Well that depends on how we define social media. Facebook started out as a chronological feed, did it only become social media once it began algorithmically curating users' feeds?
I think it became social media when it enabled two-way/multi-way messaging, if that wasn't there from the start. If it was originally just a feed of posts, yeah it wasn't really social media, it was just another form of blogging.
IIRC twitter was originally called a "micro-blogging" platform, and "re-tweeting" and replying to tweets came later. At that point it became social media.
Media outlets are often one-way though. I can't message news networks on TV and at best their sites may have a comment section enabled. They're still media, and if I can similar see content from my peers that seems to check the "social" box at least in my opinion.
Something like RSS doesn't work for direct messages, but it does still allow for you and I to post to our feeds. Nothing stops it from going a step further and acting much like twitter, we all post to our own site but they can be short messages and they can reference a post on someone else's site as "replying to" or similar.
blogs often have a place for comments. twitter was a microblog that elevated comment replies to "first class tweet status" as a continuation of the microblog idea
I think you are restricting social media by defining as what it became (at the time driven by "eyeball" metrics), instead of defining it by what it could or should be.

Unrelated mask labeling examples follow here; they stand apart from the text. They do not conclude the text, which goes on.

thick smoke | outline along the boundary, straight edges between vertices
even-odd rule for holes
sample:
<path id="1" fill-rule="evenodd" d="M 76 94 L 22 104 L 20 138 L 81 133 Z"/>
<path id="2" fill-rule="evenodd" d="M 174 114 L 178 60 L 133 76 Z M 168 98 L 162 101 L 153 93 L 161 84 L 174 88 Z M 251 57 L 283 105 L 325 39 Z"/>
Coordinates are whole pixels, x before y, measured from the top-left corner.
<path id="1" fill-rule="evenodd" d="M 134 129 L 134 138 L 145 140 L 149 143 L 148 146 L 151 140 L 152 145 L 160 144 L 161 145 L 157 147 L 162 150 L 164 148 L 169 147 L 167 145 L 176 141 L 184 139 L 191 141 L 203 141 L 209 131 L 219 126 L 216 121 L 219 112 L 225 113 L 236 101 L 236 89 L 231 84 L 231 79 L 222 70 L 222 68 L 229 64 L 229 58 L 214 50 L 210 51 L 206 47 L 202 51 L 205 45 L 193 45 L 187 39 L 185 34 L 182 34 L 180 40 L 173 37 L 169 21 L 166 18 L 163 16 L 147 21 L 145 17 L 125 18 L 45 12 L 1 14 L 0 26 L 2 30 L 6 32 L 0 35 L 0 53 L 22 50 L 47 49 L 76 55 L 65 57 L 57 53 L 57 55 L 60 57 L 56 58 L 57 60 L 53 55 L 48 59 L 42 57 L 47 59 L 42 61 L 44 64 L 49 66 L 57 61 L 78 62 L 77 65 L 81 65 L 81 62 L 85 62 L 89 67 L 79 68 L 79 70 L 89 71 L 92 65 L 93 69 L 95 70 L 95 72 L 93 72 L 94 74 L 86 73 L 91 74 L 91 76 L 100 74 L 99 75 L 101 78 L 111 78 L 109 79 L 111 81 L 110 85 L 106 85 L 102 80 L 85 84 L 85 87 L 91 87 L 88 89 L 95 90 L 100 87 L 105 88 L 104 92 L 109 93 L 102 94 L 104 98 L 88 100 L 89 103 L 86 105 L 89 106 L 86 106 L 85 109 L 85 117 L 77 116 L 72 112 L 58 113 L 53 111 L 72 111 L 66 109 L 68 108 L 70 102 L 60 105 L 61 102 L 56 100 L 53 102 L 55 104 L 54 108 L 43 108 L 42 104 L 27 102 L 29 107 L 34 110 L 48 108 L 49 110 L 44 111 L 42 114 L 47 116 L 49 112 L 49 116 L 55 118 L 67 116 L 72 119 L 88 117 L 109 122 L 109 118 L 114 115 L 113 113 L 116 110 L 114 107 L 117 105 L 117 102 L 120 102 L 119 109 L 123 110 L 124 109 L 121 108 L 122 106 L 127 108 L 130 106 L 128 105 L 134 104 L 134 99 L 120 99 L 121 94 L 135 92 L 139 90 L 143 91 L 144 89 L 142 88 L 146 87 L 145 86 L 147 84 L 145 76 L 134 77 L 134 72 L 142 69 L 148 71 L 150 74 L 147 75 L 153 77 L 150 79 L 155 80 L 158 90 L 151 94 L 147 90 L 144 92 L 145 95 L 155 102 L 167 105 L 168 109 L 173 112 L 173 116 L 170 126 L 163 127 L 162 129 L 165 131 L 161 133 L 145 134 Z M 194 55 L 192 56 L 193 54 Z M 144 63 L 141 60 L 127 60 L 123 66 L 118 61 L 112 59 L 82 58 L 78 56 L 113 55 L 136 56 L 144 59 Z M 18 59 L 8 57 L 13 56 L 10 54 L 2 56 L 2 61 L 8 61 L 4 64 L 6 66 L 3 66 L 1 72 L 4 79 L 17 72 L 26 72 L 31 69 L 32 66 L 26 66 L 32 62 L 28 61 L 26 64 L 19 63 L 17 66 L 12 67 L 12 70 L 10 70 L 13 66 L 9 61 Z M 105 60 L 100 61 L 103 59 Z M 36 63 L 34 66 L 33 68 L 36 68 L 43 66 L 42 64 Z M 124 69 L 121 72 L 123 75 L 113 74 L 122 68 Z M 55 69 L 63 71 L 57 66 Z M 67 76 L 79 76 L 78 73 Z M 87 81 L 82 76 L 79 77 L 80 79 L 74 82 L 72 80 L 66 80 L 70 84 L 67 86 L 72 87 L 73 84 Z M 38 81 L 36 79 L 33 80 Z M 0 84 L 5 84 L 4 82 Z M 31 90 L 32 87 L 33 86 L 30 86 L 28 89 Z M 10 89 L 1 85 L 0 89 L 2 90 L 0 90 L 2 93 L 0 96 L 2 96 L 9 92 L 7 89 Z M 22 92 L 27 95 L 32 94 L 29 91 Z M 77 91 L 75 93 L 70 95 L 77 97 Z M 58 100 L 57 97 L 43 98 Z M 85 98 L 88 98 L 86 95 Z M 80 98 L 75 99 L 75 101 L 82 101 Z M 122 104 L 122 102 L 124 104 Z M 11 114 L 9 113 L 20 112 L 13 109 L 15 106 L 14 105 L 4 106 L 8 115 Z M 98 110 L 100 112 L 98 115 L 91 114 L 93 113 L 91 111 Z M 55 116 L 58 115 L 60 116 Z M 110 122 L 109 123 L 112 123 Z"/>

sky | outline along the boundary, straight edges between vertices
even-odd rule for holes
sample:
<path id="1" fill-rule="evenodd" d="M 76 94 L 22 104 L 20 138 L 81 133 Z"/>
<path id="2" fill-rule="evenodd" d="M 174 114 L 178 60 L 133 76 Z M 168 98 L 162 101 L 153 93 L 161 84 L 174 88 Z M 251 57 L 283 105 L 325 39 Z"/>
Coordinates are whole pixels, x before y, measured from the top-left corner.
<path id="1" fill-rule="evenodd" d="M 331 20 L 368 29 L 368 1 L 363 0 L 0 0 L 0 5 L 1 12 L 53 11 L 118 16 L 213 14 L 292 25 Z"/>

It's not better as demonstrated by the revealed preferences of a vast majority of the users. People DO want algorithmic feeds and NOT chronological feeds. It's a common narrative here that everyone wants chronological feeds, but it's not true just like the claim "Everyone wants small phones". People say one thing and do another.
That's an idiotic argument against chronological feeds. The better argument is that high-frequency posters will bury the once every other month poster.